Coeur d’Alene Mines Corporation
400 Coeur d’Alene Mines Building
505 Front Avenue
Coeur d’Alene, Idaho 83814
  Re:   Coeur d’Alene Mines Corporation
Senior Term Notes due December 31, 2012
Common Stock
Ladies and Gentlemen :
We have examined the registration statement on Form S-3 (File No. 333-161617) of Coeur d’Alene Mines Corporation, an Idaho corporation (the “Company”), as supplemented by the prospectus supplement filed on February 5, 2010, each filed with the Securities and Exchange Commission (the “Commission”) pursuant to the Securities Act of 1933, as amended (the “Securities Act”), in connection with the offering by the Company of $100 million principal amount of its Senior Term Notes due December 31, 2012 (the “Notes”) and shares of its common stock, par value $0.01 per share. The Notes have been issued pursuant to an Indenture, dated as of February 5, 2010 (the “Original Indenture”), by and between the Company and The Bank of New York Mellon, as trustee, as supplemented by a supplemental indenture, dated February 5, 2010 (the Original Indenture, as supplemented, the “Indenture”).
In arriving at the opinions expressed below, we have examined the originals, or photostatic or certified copies, of such records of the Company and certificates of officers of the Company and

 


 

Coeur d’Alene Mines Corporation
February 8, 2010
Page 2
of public officials and such other documents as we have deemed relevant and necessary as the basis for the opinions set forth below.
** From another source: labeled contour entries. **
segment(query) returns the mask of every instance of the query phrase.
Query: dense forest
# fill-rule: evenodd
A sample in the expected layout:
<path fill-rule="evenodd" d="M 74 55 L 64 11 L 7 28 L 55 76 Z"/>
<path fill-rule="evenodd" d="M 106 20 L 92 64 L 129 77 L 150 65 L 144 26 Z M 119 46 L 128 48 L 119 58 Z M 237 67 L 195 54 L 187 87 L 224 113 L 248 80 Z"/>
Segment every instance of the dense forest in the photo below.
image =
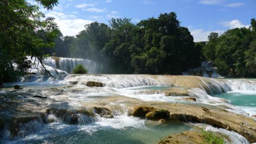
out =
<path fill-rule="evenodd" d="M 50 10 L 57 4 L 57 0 L 35 1 Z M 194 42 L 173 12 L 136 25 L 127 18 L 112 18 L 108 25 L 95 21 L 76 37 L 63 37 L 53 18 L 46 18 L 26 1 L 1 1 L 0 10 L 2 81 L 29 67 L 27 56 L 41 63 L 49 56 L 89 59 L 102 63 L 106 74 L 180 75 L 208 61 L 223 76 L 256 77 L 255 19 L 248 29 L 212 33 L 208 41 Z"/>
<path fill-rule="evenodd" d="M 109 25 L 95 21 L 76 37 L 60 34 L 53 50 L 57 56 L 103 63 L 105 73 L 179 75 L 207 61 L 223 76 L 256 77 L 255 19 L 248 29 L 229 30 L 220 36 L 211 33 L 208 41 L 198 42 L 180 23 L 174 12 L 136 25 L 127 18 L 112 18 Z"/>

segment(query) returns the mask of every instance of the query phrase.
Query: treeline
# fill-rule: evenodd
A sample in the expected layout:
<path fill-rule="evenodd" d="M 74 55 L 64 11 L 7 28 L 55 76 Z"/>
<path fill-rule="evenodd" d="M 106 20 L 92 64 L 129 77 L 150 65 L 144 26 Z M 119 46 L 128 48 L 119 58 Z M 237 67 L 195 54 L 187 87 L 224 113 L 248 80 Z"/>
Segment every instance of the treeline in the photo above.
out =
<path fill-rule="evenodd" d="M 35 0 L 45 8 L 52 9 L 57 0 Z M 43 50 L 54 46 L 59 30 L 54 18 L 45 17 L 38 6 L 25 0 L 0 1 L 0 86 L 15 80 L 30 67 L 27 56 L 42 62 L 48 55 Z M 45 68 L 42 68 L 46 74 Z"/>
<path fill-rule="evenodd" d="M 72 42 L 66 44 L 68 47 L 56 42 L 55 54 L 102 63 L 104 73 L 181 74 L 200 65 L 201 47 L 180 23 L 175 12 L 137 25 L 126 18 L 112 18 L 109 26 L 95 21 L 86 25 L 76 38 L 69 37 Z M 70 53 L 62 55 L 57 52 L 59 47 Z"/>
<path fill-rule="evenodd" d="M 256 77 L 256 21 L 248 28 L 229 30 L 221 36 L 212 33 L 203 48 L 207 61 L 213 61 L 219 73 L 232 77 Z M 204 44 L 201 43 L 201 45 Z"/>
<path fill-rule="evenodd" d="M 56 56 L 102 63 L 103 73 L 179 75 L 207 61 L 223 76 L 256 77 L 254 19 L 249 28 L 229 30 L 220 36 L 211 33 L 208 41 L 196 43 L 174 12 L 137 25 L 128 18 L 109 22 L 86 25 L 76 38 L 58 38 Z"/>

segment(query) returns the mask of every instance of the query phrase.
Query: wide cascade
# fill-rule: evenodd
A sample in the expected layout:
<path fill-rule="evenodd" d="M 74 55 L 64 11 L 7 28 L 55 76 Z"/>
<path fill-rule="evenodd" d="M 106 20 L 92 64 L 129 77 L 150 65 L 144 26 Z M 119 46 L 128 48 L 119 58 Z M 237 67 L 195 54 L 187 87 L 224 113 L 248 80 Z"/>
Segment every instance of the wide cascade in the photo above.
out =
<path fill-rule="evenodd" d="M 29 59 L 30 57 L 28 57 Z M 41 65 L 37 59 L 33 58 L 32 65 L 29 72 L 41 74 Z M 102 65 L 88 59 L 51 57 L 45 59 L 45 66 L 52 75 L 72 74 L 73 69 L 81 64 L 88 70 L 89 74 L 98 74 L 102 69 Z"/>
<path fill-rule="evenodd" d="M 82 60 L 53 58 L 46 60 L 46 63 L 56 68 L 61 67 L 58 63 L 70 63 L 62 68 L 68 71 L 79 61 Z M 17 84 L 22 89 L 13 89 Z M 209 125 L 207 129 L 226 135 L 231 143 L 249 143 L 255 137 L 250 129 L 254 121 L 246 113 L 252 115 L 253 111 L 250 113 L 243 107 L 215 96 L 233 91 L 255 93 L 253 79 L 150 75 L 58 75 L 54 77 L 32 75 L 5 86 L 0 91 L 0 104 L 5 111 L 4 115 L 0 113 L 0 142 L 72 143 L 76 137 L 80 140 L 78 143 L 109 140 L 109 143 L 154 143 L 169 134 L 194 130 L 195 123 L 182 122 L 204 121 Z M 152 111 L 137 117 L 134 112 L 136 108 Z M 173 121 L 160 123 L 151 115 L 166 109 L 169 112 L 168 118 Z M 228 116 L 237 121 L 230 122 L 226 119 Z M 241 121 L 248 122 L 242 131 L 239 127 Z M 244 134 L 245 132 L 249 134 Z M 119 138 L 110 136 L 114 135 Z"/>

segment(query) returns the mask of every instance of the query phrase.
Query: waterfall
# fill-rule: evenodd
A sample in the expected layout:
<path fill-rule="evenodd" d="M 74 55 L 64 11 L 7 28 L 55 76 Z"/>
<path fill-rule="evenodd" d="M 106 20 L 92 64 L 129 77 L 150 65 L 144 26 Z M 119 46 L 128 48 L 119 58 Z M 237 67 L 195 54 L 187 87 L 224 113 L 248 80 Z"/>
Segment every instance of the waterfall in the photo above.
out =
<path fill-rule="evenodd" d="M 30 57 L 28 56 L 28 58 L 30 59 Z M 89 74 L 98 74 L 103 69 L 102 65 L 99 66 L 96 62 L 88 59 L 52 57 L 46 58 L 44 60 L 46 69 L 54 76 L 72 74 L 73 69 L 78 64 L 82 64 L 86 68 Z M 41 65 L 38 60 L 33 58 L 32 62 L 29 72 L 42 74 Z"/>
<path fill-rule="evenodd" d="M 29 59 L 30 57 L 28 57 Z M 65 71 L 56 68 L 55 60 L 51 58 L 47 58 L 45 60 L 45 67 L 53 76 L 57 75 L 68 74 Z M 42 74 L 41 71 L 42 65 L 39 62 L 37 58 L 33 57 L 31 59 L 32 64 L 30 68 L 28 69 L 29 73 L 35 73 L 36 74 Z"/>
<path fill-rule="evenodd" d="M 97 74 L 97 69 L 100 69 L 95 62 L 88 59 L 58 58 L 58 64 L 57 68 L 72 74 L 73 69 L 78 64 L 82 64 L 88 70 L 89 74 Z"/>

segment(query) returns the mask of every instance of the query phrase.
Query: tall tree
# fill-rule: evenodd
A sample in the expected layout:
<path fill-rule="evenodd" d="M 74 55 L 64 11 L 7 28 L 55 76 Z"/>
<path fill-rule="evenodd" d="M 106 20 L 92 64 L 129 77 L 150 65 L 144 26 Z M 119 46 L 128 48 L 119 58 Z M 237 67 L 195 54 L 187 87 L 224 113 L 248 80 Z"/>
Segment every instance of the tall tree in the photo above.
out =
<path fill-rule="evenodd" d="M 57 0 L 35 1 L 47 9 L 57 4 Z M 4 56 L 0 57 L 0 81 L 7 81 L 29 66 L 27 56 L 42 62 L 47 56 L 42 49 L 54 45 L 59 30 L 53 18 L 45 18 L 37 6 L 25 0 L 0 1 L 0 55 Z"/>

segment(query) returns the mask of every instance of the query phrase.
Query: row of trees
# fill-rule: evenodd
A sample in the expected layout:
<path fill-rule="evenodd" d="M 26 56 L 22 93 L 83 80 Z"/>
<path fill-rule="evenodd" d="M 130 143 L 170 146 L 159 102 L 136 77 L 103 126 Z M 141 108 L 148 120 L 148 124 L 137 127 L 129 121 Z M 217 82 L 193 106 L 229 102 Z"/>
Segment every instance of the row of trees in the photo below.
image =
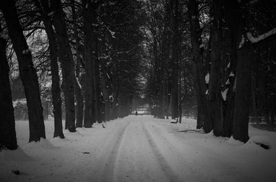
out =
<path fill-rule="evenodd" d="M 70 132 L 129 114 L 144 54 L 143 16 L 137 10 L 141 5 L 139 1 L 115 0 L 0 2 L 1 146 L 17 147 L 9 82 L 12 74 L 6 56 L 10 43 L 27 100 L 29 141 L 46 137 L 40 97 L 43 74 L 37 76 L 37 65 L 43 65 L 42 72 L 51 78 L 54 137 L 64 138 L 63 100 L 65 128 Z M 40 56 L 32 55 L 32 36 L 46 40 L 38 41 L 36 54 Z"/>
<path fill-rule="evenodd" d="M 157 117 L 170 111 L 181 122 L 195 90 L 197 128 L 206 133 L 246 142 L 250 113 L 274 122 L 274 1 L 147 2 L 148 98 Z"/>

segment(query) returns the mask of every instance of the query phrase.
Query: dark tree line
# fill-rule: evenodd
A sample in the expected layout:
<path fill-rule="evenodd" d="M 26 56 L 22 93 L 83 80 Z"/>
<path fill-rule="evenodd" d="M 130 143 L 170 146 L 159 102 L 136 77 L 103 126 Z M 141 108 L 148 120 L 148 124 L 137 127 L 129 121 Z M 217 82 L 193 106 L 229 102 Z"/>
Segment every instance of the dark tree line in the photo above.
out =
<path fill-rule="evenodd" d="M 249 116 L 275 120 L 275 7 L 272 0 L 1 1 L 1 146 L 17 148 L 10 88 L 19 80 L 30 141 L 46 137 L 49 102 L 54 137 L 63 138 L 63 115 L 70 132 L 91 128 L 128 115 L 146 93 L 155 117 L 181 122 L 193 113 L 197 128 L 246 142 Z"/>
<path fill-rule="evenodd" d="M 146 1 L 148 98 L 156 117 L 181 122 L 190 89 L 197 102 L 197 128 L 206 133 L 246 142 L 250 115 L 264 115 L 274 123 L 276 6 L 264 1 Z M 192 84 L 184 82 L 191 64 Z"/>
<path fill-rule="evenodd" d="M 4 86 L 1 87 L 0 112 L 7 118 L 1 120 L 1 146 L 17 148 L 9 62 L 19 67 L 28 105 L 30 141 L 45 138 L 41 76 L 51 78 L 46 80 L 52 84 L 54 137 L 64 138 L 63 101 L 65 129 L 70 132 L 130 113 L 132 98 L 138 94 L 137 78 L 144 54 L 139 29 L 144 18 L 137 11 L 141 2 L 12 0 L 1 1 L 0 9 L 1 81 Z M 27 43 L 32 36 L 36 41 L 48 40 L 38 41 L 43 49 L 35 55 L 30 48 L 32 44 Z M 14 56 L 7 58 L 10 50 L 14 50 L 18 63 L 13 61 Z M 36 68 L 41 70 L 39 77 Z"/>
In our examination, we have assumed the genuineness of all signatures, the legal capacity and competency of all natural persons, the authenticity of all documents submitted to us as originals, the conformity to original documents of all documents submitted to us as copies and the receipt of requisite consideration for the Notes.
We are not admitted or qualified to practice law in Idaho. Therefore, we have relied upon the opinion of Kelli Kast, Esq., General Counsel to the Company, filed as an exhibit to the Company’s Current Report on Form 8-K, with respect to matters governed by the laws of Idaho.
Based upon the foregoing, and subject to the assumptions, exceptions, qualifications and limitations set forth herein, we are of the opinion that, with respect to the Notes issued February 5, 2010, assuming the Original Indenture and the Supplemental Indenture have been duly authorized and validly executed and delivered by the Company and the trustee thereunder and assuming the Notes have been authenticated in accordance with the terms of the Indenture, the Notes constitute legal, valid and binding obligations of the Company.
We render no opinion herein as to matters involving the laws of any jurisdiction other than the State of New York and the United States of America. This opinion is limited to the effect of the current state of the laws of the State of New York and the United States of America and the facts as they currently exist. We assume no obligation to revise or supplement this opinion in the event of future changes in such laws or the interpretations thereof or such facts.
The opinion set forth above is subject to (i) the effect of any bankruptcy, insolvency, reorganization, moratorium, arrangement or similar laws affecting the rights and remedies of creditors generally, including the effect of statutory or other laws regarding fraudulent transfers or preferential transfers, and (ii) general principles of equity, including concepts of materiality, reasonableness, good faith and fair dealing and the possible unavailability of specific performance, injunctive relief or other equitable remedies regardless of whether enforceability is considered in a proceeding in equity or at law.
We consent to the filing of this opinion as an exhibit to the Company’s Current Report on Form 8-K. In giving these consents, we do not thereby admit that we are within the category of persons whose consent is required under Section 7 of the Securities Act or the Rules and Regulations of the Commission.